My parents went home before Shloshim was over. I was surprised to learn they had been approached by various people about my future. Apparently I was considered a good catch and people were just waiting for me to get through the grieving process.
I got married after my first year of university. I had never really lived on my own in an environment where I was completely responsible for myself. I needed the last 6 months to learn what it was like to live and depend on
me. I needed to learn who I am because for the last 15+ years my life has always been about 'we'. I needed to grow, develop and become a better stronger person before I could ever look for the right person to be with me and
raise Channah. I needed time to learn how to be a single parent. I needed time to grieve and figure out how to pick up the pieces. I needed to take huge scary steps in order to move forward. I am very proud of what I have accomplished. I am also grateful to all of the outside help that has made it possible.
Throughout the entire time there has been one person who has been my anchor on the darkest days and my sunshine that let me know that the dark days would give way to less dark days. She has shown me that I am allowed to be happy, even though there will always be a part of my heart that will always miss Rachel. She has invigorated Channah with a special energy that has allowed her to act and feel like a kid again. It is something that I haven't seen in a very long time.

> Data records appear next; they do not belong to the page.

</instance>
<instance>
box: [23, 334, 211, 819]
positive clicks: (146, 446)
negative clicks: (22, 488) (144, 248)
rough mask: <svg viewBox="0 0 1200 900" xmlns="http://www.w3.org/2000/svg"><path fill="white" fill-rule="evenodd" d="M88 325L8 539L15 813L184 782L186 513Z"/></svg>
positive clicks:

When your wife is going through major depression, you have conversations that go to dark places that are often not found in a marriage. Rachel told me who I would end up with, if anything happened to her. She spent the Friday before she died agonizing over the question of who's Channah's guardians should be. I firmly believe she had the piece of mind knowing that I had what I needed to look after Channah before she began the journey that she had longed for to go and look after Gabi.
Peri was Rachel's best friend from the time they were little kids. She has been my close friend for 20 years. She has always been someone with all of the attributes of a true friend. Last week we saw the Tigers show the Blue Jays why they are in first place and the Blue Jays are in last place. We also saw a bench clearing brawl and Colby Rasmus sending Omar Infante on a trip to the DL. It was our first date and yes we did have hot dogs. Channah understands what is going on and is absolutely thrilled.
I have learned the hard way that life doesn't go as planned. Right now I am grateful and thrilled that Peri is in my life and we have decided to take this step so our relationship to grow even more.